When you look at the nationwide statistics, it’s clear that voucher recipients are able to live in areas of less-concentrated poverty, and that they live in less-segregated neighborhoods than poor families who have no choice but to live in shelters, transitional housing, or traditional public-housing units. (Vouchers are a rent subsidy that people can use to live in privately owned housing.) A typical voucher-holder lives in a neighborhood where poverty is 11 percentage points lower than those living in public housing and 3 percentage points lower than poor families who rent traditionally. Such promising results are part of the reason why the voucher waiting list is so long in many parts of the country. But even so, getting a voucher is only part of the battle for many families, and finding better neighborhoods with landlords who will accept vouchers can be nearly impossible in some areas.
Elizabeth Kneebone, a fellow at Brookings and author of an analysis of voucher-holders between 2009 and 2013, has found that voucher holders in the 100 largest metro areas lived in neighborhoods where the poverty rate was an average of 10 percentage points higher and the minority population share was 21 percentage points higher than the average for all neighborhoods in the largest metros. But those deviations varied across the country, with voucher holders in many regions in the West living in neighborhoods that were closer to regional norms than voucher holders who lived in former industrial areas of the Midwest, South, and Northeast. In Las Vegas, for instance, voucher holders live in areas where the poverty rate is only 3 percentage points higher than the regional average and the minority population is only 8 percentage points above the regional average. In St. Louis, though, voucher holders fare worse—there they live in neighborhoods with poverty rates that are 13 percentage points higher than the regional average and that are much more segregated, with minority population shares that are 33 percentage points higher than the regional average. The disparities between voucher holders and regional averages were highest in areas with longstanding patterns of segregation.

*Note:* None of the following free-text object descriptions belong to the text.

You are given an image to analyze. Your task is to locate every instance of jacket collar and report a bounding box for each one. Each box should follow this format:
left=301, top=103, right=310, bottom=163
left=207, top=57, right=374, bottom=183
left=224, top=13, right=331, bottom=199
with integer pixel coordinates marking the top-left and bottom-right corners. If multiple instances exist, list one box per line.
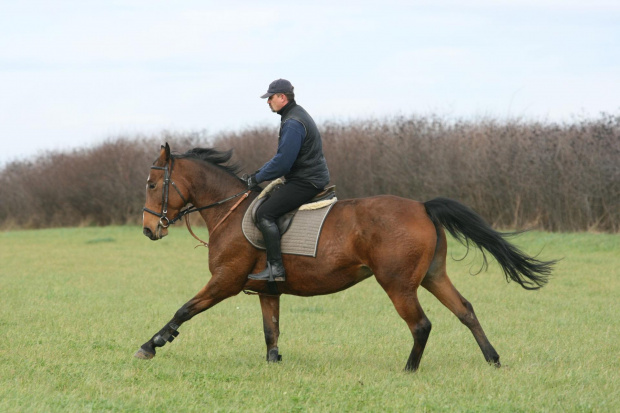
left=277, top=99, right=297, bottom=118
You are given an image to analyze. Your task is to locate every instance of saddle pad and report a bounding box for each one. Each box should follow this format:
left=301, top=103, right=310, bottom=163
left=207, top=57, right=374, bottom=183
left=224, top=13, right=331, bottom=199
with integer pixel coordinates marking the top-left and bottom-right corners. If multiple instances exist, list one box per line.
left=242, top=194, right=337, bottom=257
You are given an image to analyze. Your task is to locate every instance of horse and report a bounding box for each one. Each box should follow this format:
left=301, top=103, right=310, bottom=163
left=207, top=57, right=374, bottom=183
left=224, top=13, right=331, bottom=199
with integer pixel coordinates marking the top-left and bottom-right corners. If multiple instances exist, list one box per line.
left=136, top=143, right=555, bottom=372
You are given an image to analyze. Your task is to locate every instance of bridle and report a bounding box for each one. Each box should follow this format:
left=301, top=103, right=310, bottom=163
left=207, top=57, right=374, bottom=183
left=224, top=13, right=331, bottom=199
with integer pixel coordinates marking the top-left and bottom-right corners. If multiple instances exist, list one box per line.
left=142, top=158, right=250, bottom=232
left=143, top=158, right=183, bottom=228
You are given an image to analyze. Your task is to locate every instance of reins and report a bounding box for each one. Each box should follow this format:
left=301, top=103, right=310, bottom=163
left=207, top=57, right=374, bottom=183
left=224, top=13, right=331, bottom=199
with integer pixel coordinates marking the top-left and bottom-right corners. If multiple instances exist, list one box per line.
left=184, top=190, right=251, bottom=248
left=171, top=188, right=250, bottom=226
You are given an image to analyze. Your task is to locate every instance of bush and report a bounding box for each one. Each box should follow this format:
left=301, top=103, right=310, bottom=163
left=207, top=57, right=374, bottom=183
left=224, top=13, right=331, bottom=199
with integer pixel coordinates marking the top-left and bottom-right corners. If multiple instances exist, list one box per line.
left=1, top=114, right=618, bottom=232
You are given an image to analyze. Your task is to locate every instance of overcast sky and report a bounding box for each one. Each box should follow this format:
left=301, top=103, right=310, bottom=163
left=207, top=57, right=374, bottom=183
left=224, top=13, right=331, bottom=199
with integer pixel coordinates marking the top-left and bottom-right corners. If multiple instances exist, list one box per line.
left=1, top=0, right=618, bottom=166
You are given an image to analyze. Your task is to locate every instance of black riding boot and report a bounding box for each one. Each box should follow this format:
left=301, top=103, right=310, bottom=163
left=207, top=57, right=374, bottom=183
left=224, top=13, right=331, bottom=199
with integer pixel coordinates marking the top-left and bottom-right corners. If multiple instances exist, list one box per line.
left=248, top=218, right=286, bottom=282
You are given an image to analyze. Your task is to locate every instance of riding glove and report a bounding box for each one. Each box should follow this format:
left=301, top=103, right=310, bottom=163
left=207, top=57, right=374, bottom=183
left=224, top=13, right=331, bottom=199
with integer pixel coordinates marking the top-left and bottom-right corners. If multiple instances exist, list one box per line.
left=245, top=173, right=258, bottom=189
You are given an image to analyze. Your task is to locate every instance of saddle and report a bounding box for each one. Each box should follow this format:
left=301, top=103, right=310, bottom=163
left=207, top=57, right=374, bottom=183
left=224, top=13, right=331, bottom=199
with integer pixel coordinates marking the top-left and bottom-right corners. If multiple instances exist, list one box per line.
left=251, top=184, right=337, bottom=236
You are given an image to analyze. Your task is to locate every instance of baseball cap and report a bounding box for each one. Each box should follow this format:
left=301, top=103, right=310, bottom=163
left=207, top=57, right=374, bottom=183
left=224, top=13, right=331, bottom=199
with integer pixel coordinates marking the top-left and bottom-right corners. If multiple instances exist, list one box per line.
left=260, top=78, right=294, bottom=99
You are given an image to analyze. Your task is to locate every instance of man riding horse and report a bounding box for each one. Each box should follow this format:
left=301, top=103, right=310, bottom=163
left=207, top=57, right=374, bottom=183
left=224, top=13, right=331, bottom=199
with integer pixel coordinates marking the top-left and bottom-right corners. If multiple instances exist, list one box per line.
left=244, top=79, right=330, bottom=282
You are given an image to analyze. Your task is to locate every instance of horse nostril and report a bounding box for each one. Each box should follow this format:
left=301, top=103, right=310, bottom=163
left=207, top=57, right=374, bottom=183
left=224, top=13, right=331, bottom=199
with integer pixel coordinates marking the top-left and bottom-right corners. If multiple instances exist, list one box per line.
left=143, top=227, right=153, bottom=238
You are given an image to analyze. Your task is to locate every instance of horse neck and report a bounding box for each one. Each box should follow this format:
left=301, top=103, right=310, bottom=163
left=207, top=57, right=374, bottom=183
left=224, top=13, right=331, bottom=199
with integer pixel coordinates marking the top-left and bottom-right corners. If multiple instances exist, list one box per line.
left=180, top=159, right=249, bottom=230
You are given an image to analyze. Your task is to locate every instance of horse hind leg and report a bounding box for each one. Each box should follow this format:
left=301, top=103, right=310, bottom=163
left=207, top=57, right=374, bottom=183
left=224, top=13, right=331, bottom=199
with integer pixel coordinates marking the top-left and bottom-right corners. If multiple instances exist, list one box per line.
left=421, top=271, right=501, bottom=367
left=377, top=277, right=432, bottom=372
left=404, top=301, right=432, bottom=372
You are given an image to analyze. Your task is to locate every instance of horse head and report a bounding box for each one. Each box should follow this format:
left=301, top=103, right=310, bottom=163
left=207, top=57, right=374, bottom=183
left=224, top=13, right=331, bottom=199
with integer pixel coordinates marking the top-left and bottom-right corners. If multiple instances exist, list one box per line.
left=142, top=143, right=190, bottom=240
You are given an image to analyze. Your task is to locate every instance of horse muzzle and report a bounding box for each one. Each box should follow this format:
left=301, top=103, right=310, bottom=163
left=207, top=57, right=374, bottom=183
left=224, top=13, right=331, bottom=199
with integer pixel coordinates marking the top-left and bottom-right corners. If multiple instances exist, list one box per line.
left=143, top=225, right=167, bottom=241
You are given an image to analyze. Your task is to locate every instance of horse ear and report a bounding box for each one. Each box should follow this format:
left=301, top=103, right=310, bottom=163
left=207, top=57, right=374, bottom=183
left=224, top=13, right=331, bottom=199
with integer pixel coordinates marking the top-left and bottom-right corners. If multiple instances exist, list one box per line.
left=164, top=142, right=171, bottom=160
left=158, top=143, right=171, bottom=163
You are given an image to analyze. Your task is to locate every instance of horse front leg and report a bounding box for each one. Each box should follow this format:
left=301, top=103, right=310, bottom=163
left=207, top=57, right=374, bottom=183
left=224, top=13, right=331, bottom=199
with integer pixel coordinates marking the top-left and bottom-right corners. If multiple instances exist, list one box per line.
left=259, top=294, right=282, bottom=362
left=134, top=280, right=235, bottom=359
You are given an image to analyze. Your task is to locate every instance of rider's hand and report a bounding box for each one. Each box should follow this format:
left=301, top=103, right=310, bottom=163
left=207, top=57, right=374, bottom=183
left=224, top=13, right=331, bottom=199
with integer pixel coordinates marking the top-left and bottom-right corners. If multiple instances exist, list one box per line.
left=244, top=173, right=258, bottom=189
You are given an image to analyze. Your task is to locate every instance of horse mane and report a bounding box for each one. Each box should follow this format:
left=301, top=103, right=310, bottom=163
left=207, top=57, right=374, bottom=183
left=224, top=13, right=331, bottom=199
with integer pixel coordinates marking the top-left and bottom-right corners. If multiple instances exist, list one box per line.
left=174, top=147, right=242, bottom=178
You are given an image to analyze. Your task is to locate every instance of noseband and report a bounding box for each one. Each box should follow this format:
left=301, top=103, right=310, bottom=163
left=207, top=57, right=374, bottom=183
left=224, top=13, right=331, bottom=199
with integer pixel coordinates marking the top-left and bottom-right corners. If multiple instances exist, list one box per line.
left=143, top=158, right=250, bottom=229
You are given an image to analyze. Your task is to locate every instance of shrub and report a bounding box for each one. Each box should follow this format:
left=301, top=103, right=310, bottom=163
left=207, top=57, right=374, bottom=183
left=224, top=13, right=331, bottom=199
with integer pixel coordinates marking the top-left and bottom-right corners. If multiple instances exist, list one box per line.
left=1, top=113, right=617, bottom=232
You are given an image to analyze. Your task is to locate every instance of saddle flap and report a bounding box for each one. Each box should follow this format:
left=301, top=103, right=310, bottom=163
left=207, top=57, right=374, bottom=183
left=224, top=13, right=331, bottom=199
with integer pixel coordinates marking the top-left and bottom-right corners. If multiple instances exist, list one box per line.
left=251, top=184, right=337, bottom=237
left=251, top=196, right=297, bottom=237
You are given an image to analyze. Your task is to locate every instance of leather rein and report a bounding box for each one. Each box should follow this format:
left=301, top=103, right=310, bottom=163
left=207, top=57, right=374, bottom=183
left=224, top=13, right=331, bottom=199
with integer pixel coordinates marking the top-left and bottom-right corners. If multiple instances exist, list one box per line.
left=142, top=158, right=251, bottom=247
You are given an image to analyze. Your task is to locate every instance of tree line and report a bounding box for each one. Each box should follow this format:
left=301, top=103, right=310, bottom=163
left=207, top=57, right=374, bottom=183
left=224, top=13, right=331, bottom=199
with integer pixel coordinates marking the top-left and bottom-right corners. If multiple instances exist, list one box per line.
left=0, top=113, right=618, bottom=232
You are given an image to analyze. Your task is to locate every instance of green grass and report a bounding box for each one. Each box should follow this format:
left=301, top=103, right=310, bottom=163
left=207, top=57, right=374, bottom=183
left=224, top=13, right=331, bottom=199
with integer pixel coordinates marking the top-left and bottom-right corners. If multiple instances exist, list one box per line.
left=1, top=226, right=618, bottom=412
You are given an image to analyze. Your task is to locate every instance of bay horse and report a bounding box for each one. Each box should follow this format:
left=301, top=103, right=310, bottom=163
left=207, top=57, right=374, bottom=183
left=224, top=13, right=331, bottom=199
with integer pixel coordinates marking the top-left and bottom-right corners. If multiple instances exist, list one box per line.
left=136, top=143, right=555, bottom=371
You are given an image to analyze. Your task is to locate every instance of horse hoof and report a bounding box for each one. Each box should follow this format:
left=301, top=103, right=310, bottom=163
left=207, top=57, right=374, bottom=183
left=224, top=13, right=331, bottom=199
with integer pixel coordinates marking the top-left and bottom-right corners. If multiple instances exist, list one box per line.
left=267, top=348, right=282, bottom=363
left=134, top=348, right=155, bottom=359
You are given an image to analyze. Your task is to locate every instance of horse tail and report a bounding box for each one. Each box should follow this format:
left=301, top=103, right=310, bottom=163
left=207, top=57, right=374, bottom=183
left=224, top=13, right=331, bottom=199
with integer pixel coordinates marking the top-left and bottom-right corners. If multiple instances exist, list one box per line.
left=424, top=197, right=555, bottom=290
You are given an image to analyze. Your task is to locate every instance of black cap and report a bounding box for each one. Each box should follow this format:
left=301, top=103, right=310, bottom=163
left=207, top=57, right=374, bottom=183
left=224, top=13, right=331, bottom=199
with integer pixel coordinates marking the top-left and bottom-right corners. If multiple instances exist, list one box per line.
left=260, top=78, right=294, bottom=99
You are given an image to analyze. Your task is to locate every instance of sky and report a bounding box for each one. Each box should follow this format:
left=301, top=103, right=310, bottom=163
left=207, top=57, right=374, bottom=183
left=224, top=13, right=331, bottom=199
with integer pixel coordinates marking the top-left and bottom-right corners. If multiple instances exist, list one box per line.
left=1, top=0, right=618, bottom=166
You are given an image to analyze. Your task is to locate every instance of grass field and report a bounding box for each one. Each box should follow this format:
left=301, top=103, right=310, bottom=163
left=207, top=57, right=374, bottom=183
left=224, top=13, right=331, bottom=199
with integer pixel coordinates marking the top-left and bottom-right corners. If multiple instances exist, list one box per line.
left=1, top=226, right=618, bottom=412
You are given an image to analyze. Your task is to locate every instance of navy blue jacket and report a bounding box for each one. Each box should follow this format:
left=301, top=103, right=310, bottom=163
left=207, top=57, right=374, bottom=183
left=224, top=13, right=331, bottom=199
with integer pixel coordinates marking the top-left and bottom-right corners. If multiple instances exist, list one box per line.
left=255, top=101, right=330, bottom=188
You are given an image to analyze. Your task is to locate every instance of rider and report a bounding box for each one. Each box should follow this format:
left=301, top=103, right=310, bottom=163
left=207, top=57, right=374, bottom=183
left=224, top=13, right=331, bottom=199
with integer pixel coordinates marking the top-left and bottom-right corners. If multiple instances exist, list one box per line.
left=245, top=79, right=330, bottom=282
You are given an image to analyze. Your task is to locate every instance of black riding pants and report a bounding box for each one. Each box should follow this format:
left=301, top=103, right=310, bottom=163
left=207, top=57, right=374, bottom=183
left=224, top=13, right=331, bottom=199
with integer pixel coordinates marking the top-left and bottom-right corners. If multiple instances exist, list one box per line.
left=256, top=180, right=323, bottom=222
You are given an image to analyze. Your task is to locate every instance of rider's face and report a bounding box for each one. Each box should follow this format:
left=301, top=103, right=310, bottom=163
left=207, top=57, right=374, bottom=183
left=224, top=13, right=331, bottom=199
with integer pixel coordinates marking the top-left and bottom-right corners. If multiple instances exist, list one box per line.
left=267, top=93, right=287, bottom=112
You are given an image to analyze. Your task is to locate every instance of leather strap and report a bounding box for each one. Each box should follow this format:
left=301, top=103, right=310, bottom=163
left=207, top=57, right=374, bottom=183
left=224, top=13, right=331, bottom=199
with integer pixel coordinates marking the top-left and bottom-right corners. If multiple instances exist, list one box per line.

Part of the issue is that vouchers, made specifically to allow families to move away from highly concentrated areas of poverty and into areas of greater racial and economic integration, often wind up not being all that portable because of discriminatory housing practices, landlords who refuse to accept vouchers, or difficulty identifying and moving to neighborhoods with more economic promise.
The data isn’t evidence that voucher programs are doomed, but instead that more work needs to be done to help the programs, and their participants succeed, Kneebone says. “Delivering on the potential of the voucher program to improve access to opportunity means grappling with the barriers to mobility that restrict its use.”